Masking is a well-known and provably secure countermeasure against side-channel attacks. However, due to additional redundant computations, integrating masking schemes is expensive in terms of performance. The performance overhead of integrating masking countermeasures is heavily influenced by the design choices of a cryptographic algorithm and is often not considered during the design phase. In this work, we deliberate on the effect of design choices on integrating masking techniques into lattice-based cryptography. We select Scabbard, a suite of three lattice-based post-quantum key-encapsulation mechanisms (KEM), namely Florete, Espada, and Sable. We provide arbitrary-order masked implementations of all the constituent KEMs of the Scabbard suite by exploiting their specific design elements. We show that the masked implementations of Florete, Espada, and Sable outperform the masked implementations of Kyber in terms of speed for any order masking. Masked Florete exhibits a $73\%$, $71\%$, and $70\%$ performance improvement over masked Kyber corresponding to the first-, second-, and third-order. Similarly, Espada exhibits $56\%$, $59\%$, and $60\%$ and Sable exhibits $75\%$, $74\%$, and $73\%$ enhanced performance for first-, second-, and third-order masking compared to Kyber respectively. Our results show that the design decisions have a significant impact on the efficiency of integrating masking countermeasures into lattice-based cryptography.
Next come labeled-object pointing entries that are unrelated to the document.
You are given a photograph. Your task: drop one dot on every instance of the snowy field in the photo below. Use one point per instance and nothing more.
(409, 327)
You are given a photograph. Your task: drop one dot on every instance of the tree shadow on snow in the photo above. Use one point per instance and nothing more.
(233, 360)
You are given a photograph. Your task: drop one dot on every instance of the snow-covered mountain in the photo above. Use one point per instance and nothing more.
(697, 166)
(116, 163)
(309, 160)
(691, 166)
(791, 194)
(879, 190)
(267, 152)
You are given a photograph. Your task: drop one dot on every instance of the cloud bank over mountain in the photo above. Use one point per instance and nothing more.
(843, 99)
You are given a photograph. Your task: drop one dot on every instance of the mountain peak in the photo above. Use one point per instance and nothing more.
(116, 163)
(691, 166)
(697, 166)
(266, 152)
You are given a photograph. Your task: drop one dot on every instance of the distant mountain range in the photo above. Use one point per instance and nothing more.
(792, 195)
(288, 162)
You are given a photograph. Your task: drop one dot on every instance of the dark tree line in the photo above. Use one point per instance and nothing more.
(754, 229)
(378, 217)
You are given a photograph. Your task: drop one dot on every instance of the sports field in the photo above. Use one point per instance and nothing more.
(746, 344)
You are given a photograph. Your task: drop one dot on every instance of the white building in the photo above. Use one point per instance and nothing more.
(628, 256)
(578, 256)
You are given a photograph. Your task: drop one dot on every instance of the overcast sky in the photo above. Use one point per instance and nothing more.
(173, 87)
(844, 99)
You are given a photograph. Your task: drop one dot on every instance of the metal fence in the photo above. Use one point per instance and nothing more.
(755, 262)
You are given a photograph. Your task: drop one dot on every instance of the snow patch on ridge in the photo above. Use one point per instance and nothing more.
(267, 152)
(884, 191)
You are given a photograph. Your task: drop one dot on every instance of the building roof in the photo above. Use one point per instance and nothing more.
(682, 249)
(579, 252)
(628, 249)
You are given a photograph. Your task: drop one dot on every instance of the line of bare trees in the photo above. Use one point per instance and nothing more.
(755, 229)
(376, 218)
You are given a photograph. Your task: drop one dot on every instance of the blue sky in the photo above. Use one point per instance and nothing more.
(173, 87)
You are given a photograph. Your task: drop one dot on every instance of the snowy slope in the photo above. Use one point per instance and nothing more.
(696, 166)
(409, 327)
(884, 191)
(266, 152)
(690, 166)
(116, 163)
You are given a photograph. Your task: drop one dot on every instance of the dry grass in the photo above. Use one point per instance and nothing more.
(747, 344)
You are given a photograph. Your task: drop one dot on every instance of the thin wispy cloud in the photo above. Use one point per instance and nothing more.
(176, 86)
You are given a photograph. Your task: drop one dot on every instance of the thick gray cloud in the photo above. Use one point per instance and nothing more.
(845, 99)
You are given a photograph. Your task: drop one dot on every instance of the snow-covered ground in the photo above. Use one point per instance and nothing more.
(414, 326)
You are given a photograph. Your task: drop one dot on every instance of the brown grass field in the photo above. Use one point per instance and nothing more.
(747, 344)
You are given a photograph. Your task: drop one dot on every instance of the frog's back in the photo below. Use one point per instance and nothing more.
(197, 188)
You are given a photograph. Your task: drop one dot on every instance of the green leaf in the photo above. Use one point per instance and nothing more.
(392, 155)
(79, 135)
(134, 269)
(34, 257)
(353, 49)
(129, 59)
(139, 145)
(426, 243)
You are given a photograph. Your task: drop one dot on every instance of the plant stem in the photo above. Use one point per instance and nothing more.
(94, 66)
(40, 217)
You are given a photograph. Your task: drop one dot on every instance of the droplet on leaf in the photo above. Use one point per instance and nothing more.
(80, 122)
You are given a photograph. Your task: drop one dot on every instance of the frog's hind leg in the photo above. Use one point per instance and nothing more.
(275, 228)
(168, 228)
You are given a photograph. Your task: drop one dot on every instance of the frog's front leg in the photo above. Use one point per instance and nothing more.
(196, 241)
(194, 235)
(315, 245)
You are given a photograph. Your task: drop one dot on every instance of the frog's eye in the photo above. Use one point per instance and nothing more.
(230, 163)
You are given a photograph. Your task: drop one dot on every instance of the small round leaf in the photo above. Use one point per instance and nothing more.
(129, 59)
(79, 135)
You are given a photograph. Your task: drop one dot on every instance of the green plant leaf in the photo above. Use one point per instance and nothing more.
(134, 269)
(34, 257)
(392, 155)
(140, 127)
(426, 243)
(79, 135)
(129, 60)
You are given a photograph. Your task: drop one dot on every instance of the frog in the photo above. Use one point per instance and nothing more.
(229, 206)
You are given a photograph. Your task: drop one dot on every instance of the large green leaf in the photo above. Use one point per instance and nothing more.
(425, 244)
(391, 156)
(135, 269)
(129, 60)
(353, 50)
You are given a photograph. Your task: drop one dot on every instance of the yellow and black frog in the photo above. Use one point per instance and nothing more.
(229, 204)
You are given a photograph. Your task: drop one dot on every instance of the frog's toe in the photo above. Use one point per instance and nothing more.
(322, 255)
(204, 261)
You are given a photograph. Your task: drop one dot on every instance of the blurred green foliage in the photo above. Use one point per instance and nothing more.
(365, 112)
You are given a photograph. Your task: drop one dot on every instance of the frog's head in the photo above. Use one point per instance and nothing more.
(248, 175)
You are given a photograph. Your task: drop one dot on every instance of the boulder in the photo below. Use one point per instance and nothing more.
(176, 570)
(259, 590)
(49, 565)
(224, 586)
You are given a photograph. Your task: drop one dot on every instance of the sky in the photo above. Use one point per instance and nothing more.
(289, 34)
翻译：掩码是一种众所周知且可证明安全的侧信道攻击防护对策。然而，由于额外的冗余计算，集成掩码方案在性能上成本高昂。集成掩码对策的性能开销在很大程度上受密码算法设计选择的影响，但通常在算法设计阶段未被考虑。本研究探讨设计选择对将掩码技术集成到格基密码中的影响。我们选取Scabbard这一包含三种格基后量子密钥封装机制（KEM）——Florete、Espada和Sable——的套件作为研究对象。通过利用其特定设计元素，我们提供了Scabbard套件中所有组成KEM的任意阶掩码实现。结果表明，在任何掩码阶数下，Florete、Espada和Sable的掩码实现在速度上均优于Kyber的掩码实现。具体而言，与Kyber的掩码实现相比，Florete在一阶、二阶和三阶掩码下性能提升分别为73%、71%和70%；Espada对应提升为56%、59%和60%；Sable对应提升为75%、74%和73%。我们的研究表明，设计决策对格基密码中掩码对策的集成效率具有显著影响。